Madonnas Provokation ist völlig in Ordnung! Wer politisch provoziert, muss sich auch Provokationen von anderer, öffentlicher Seite gefallen lassen! Weiter so, Madonna!
kodjopat 15.07.2012
2. Egal wie, sensibilisieren (aber bitte ohne Gesicht. Die werden sich schon selbst zeigen)
hahahahahahahhahahahahahaha. OK Madonna hat zwar übertrieben (bitte kein Personengesicht) aber sie will nur sensibilisieren, denn viele wollen einfach nicht verstehen, daß diese Zeite vorbei sind. Die Welt von Heute ist anders. Ich kann verstehen, daß viele schwer haben loszulassen, da sie das in den Genen tragen, aber kann nur durch Kampagne wie die von Madonna versuchen dagegen zu wirken. Sie muß dabei einfach kein Gesicht dazu fügen. Die, die sich dadurch angesprochen füllen, werden sich selbst präsentieren bzw äußern.

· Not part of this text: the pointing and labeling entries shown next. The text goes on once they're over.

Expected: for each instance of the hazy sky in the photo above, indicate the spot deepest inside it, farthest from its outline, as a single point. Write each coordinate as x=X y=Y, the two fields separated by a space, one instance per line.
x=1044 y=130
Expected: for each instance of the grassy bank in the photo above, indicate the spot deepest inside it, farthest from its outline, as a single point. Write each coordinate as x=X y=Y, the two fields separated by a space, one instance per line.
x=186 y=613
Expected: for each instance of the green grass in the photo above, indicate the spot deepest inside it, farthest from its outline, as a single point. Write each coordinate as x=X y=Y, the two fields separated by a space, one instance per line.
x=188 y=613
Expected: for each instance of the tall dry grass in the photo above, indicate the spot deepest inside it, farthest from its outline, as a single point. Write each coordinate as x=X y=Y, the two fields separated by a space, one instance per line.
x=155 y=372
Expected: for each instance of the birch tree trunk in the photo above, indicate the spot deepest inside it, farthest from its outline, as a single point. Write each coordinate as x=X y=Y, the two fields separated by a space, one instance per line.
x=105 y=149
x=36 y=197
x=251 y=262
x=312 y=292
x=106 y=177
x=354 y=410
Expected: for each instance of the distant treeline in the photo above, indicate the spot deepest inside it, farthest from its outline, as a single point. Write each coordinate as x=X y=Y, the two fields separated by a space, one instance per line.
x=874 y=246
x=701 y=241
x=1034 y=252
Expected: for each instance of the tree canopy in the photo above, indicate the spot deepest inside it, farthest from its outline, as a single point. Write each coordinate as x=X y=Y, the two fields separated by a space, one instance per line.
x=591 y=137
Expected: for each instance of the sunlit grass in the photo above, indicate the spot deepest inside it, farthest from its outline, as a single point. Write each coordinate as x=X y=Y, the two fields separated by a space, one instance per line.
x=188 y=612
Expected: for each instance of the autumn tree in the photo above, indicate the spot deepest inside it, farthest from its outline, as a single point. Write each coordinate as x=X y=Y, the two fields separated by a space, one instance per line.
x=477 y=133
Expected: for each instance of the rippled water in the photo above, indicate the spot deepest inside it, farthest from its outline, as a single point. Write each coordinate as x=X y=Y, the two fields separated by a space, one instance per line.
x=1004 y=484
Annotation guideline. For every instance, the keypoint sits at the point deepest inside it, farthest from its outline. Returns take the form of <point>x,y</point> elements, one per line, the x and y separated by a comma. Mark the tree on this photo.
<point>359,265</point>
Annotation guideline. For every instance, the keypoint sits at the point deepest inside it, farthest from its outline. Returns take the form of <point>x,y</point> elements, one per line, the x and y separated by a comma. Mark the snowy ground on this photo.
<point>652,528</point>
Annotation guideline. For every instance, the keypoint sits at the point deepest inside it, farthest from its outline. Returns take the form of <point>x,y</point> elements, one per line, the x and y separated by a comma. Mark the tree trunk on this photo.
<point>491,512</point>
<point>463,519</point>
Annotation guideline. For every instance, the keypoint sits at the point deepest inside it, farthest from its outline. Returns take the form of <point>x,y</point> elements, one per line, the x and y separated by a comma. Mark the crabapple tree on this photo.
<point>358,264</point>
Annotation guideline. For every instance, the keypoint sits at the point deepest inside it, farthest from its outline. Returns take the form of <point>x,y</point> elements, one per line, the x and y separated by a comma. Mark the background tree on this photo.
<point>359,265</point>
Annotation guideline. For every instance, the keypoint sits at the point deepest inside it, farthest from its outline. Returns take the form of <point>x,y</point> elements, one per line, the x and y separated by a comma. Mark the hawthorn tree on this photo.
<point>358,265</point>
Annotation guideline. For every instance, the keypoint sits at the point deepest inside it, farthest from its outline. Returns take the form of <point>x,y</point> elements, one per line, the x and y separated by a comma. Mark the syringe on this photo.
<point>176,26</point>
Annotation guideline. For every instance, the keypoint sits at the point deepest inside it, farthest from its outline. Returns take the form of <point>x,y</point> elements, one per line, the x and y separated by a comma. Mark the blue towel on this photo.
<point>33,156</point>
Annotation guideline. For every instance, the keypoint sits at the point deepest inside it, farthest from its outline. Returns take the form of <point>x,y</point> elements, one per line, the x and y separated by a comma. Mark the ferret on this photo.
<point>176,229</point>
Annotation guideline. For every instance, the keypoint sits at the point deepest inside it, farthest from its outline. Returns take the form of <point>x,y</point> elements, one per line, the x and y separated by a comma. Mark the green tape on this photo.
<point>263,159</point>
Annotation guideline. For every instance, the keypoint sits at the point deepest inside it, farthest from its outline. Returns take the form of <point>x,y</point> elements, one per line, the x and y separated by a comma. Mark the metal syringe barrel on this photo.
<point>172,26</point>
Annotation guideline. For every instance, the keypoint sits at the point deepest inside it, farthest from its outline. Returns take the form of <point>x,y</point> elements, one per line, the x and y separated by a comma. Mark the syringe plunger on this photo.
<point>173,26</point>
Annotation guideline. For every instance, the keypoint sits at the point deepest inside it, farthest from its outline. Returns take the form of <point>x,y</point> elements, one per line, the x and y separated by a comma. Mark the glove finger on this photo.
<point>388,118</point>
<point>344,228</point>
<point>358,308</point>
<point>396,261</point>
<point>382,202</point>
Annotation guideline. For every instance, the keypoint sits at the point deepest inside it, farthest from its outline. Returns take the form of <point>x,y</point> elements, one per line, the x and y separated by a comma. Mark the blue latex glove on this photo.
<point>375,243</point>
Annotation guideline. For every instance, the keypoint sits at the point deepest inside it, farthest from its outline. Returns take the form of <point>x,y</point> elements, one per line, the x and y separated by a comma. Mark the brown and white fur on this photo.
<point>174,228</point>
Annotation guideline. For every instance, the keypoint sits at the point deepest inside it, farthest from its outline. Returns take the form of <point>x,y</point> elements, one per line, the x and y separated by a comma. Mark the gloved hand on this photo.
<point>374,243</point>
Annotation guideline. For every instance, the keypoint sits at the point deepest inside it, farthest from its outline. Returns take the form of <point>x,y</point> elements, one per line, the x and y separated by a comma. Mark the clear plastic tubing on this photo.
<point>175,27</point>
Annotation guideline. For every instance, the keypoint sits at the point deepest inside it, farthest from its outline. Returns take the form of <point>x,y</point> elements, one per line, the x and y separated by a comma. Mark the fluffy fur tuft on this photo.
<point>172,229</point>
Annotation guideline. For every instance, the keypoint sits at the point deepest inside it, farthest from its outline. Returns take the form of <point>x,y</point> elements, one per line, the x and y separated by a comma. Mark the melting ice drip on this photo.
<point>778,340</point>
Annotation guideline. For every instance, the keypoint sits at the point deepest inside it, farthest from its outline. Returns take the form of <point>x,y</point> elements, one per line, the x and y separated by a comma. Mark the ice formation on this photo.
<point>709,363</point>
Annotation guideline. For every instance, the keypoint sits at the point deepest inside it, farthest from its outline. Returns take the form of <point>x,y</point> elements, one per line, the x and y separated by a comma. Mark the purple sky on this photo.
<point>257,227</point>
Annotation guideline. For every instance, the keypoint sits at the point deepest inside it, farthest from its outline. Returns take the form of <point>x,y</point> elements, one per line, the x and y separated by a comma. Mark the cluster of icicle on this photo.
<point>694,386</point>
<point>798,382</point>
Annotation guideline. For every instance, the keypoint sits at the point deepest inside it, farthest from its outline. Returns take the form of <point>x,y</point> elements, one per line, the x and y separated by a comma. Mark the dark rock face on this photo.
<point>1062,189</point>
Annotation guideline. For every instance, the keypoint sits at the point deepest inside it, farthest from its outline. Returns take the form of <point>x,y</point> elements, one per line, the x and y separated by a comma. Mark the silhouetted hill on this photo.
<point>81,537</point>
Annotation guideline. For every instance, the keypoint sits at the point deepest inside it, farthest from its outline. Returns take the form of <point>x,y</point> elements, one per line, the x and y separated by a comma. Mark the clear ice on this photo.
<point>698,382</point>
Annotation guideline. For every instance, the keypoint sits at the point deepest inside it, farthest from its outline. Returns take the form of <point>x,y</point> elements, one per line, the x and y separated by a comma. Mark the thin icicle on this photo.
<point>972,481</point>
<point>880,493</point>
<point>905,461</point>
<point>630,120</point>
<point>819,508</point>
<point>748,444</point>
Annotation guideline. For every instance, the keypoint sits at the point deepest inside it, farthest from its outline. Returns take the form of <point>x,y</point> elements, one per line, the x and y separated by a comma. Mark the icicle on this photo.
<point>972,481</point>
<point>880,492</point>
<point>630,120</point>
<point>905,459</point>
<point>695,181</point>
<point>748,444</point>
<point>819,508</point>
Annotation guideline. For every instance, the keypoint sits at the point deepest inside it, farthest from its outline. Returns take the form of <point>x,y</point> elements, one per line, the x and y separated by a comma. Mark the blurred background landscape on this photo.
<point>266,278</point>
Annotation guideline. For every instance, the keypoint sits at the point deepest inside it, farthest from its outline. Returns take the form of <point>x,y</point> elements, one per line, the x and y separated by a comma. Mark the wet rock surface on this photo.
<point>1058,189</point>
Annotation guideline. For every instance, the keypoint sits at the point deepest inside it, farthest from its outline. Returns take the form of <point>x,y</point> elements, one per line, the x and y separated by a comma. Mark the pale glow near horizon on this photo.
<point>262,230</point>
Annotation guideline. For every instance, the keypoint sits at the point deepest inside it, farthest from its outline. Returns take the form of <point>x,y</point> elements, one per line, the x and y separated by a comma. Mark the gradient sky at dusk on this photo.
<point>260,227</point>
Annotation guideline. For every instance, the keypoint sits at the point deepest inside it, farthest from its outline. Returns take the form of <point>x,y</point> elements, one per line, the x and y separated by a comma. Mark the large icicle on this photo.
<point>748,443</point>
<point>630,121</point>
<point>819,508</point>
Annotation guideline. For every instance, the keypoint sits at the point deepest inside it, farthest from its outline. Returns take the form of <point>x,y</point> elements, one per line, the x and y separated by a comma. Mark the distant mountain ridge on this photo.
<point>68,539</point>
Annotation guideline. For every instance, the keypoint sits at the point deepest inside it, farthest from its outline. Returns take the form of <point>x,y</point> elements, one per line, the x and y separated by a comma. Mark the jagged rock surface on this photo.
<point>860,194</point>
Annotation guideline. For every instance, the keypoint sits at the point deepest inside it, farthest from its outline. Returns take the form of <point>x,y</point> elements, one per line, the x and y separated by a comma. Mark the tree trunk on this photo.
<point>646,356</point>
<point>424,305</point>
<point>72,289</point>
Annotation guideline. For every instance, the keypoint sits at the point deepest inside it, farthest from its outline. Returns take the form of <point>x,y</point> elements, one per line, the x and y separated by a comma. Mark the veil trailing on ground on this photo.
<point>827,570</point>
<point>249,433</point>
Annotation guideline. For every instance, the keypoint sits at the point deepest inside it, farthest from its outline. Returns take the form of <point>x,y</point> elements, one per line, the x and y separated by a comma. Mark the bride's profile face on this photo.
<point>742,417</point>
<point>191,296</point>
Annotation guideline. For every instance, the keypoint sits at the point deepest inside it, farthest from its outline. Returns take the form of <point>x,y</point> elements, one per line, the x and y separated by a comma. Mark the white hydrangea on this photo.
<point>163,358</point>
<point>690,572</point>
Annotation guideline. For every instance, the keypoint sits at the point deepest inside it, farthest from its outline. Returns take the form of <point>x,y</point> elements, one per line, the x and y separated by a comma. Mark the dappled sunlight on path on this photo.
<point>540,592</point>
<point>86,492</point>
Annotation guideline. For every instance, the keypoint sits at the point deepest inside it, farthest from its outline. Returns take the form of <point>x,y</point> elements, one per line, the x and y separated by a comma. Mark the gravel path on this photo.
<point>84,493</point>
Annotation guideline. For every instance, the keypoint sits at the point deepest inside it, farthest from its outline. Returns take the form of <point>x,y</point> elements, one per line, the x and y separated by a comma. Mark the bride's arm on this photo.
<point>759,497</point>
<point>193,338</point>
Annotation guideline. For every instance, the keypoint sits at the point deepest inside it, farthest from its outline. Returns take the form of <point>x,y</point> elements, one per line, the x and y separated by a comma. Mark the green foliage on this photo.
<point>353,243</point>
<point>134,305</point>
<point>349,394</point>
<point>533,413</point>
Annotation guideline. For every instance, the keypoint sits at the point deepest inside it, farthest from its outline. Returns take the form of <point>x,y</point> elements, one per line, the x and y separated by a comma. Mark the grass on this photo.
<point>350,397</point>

spon-facebook-1471554995 15.07.2012
3. Politik und Musik
Ich finde, die Art und Weise, wie Madonna sich politisch aeussert, die fuehrt nur dazu, dass noch mehr Aerger entsteht. Wie man gesehen hat, wurde sie nun von dem Politiker ebenfalls beleidigt. Das bringt aber ja in der Sache ueberhaupt nicht weiter. Also, ich finde, wenn Madonna sich wirklich politisch aeussern will, dann soll sie entweder Klartext sprechen ( hier hat sie ja nur in Bildern gesprochen) oder in die Politik gehen. Alles andere schafft nur eine feindselige Kultur.
LuisCortez 15.07.2012
4. Madonna ist mittlerweile musikalisch bedeutungslos
Madonnas Alben verkaufen sich extrem schlecht, die Tour scheint auch nicht der Bringer zu sein und musikalisch sind ihre goldenen Zeiten vorbei. Das ist Fakt! Also ein wenig provozieren bringt Schlagzeilen, das ist völlig offensichtlich und das ist in meinen Augen nur lächerlich. Wenn ihre aktuelle Musik auch nur annähernd ein politisches Statement hätte okay aber so … einfach nur ein Versuch einer alternden Popdiva auf sich aufmerksam zu machen. Da haben die FN Typen (mit denen ich absolut nicht sympathisiere) leider völlig recht!
thiotrix 15.07.2012
5. Konzert oder Politkampagne?
Was liefert Madonna hier ab? Eine Tournee oder eine Politkampagne gegen eine Partei, die zwar rechts von der Mitte angesiedelt ist, aber weder rechtsextrem oder gar faschistisch ist. Diese Geschichte ist doch billige Effekthascherei. Welche Kenntnisse hat Madonna eigentlich über die Geschichte und Gegenwart von Frankreich und Europa? Die Allgemeinbildung in den Vereinigten Staaten ist ja nicht gerade weltberühmt!